Financial markets displayed high levels of sensitivity during trading this week as a combination of Brexit anxieties and mounting uncertainty weighed heavily on investor sentiment. With the EU referendum polling commencing on Thursday, market volatility may be set to amplify to untold levels as speculation heightens over the United Kingdom’s future in the European Union.

Although stock markets were offered a lifeline this week amid the “Bremain” optimism, most major stocks could be poised to decline lower if risk aversion and a potential “Brexit” encourages investors to scatter away from riskier assets. In Asia, equities received an uplift from both “Bremain” hopes and Yen weakness, but most Asian stocks could be set for a slippery decline with the Nikkei edging lower when risk aversion empowers the Yen. While there may be a possibility that the domino from Asia encourages European and American markets to trade slightly higher, gains should be capped as uncertainty and caution keep investors on edge.

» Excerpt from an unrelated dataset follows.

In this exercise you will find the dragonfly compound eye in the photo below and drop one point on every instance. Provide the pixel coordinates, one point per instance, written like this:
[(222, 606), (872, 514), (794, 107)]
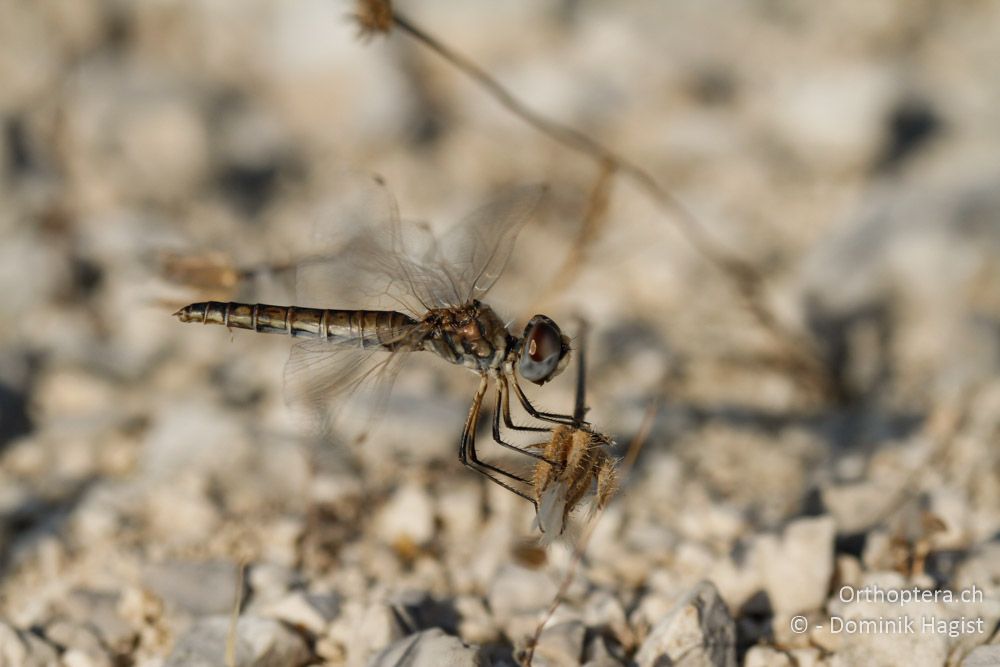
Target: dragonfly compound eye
[(544, 351)]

The Final Countdown – Bremain or Brexit

The final countdown determining the United Kingdom’s future in the European Union commences and Sterling volatility has already hit shocking levels with the GBPUSD spiking to fresh 2016 highs at 1.4840. With the polls engaged in a fierce tug of war, uncertainty may mount in the next 24 hours which could generate even more explosive levels of volatility for the Sterling. The bookmakers are notorious for their accurate predictions and with most highly favoring the “Bremain” camp; expectations have risen of a potential “Bremain” victory. Although it remains uncertain which camp will claim victory, a “Brexit” could have a deeper impact on the global markets with the Sterling and Euro left vulnerable to major losses. It should be understood that the United Kingdom leaving the European Union may have a knock on effect that encourages other countries to leave consequently reducing confidence in the Euro project.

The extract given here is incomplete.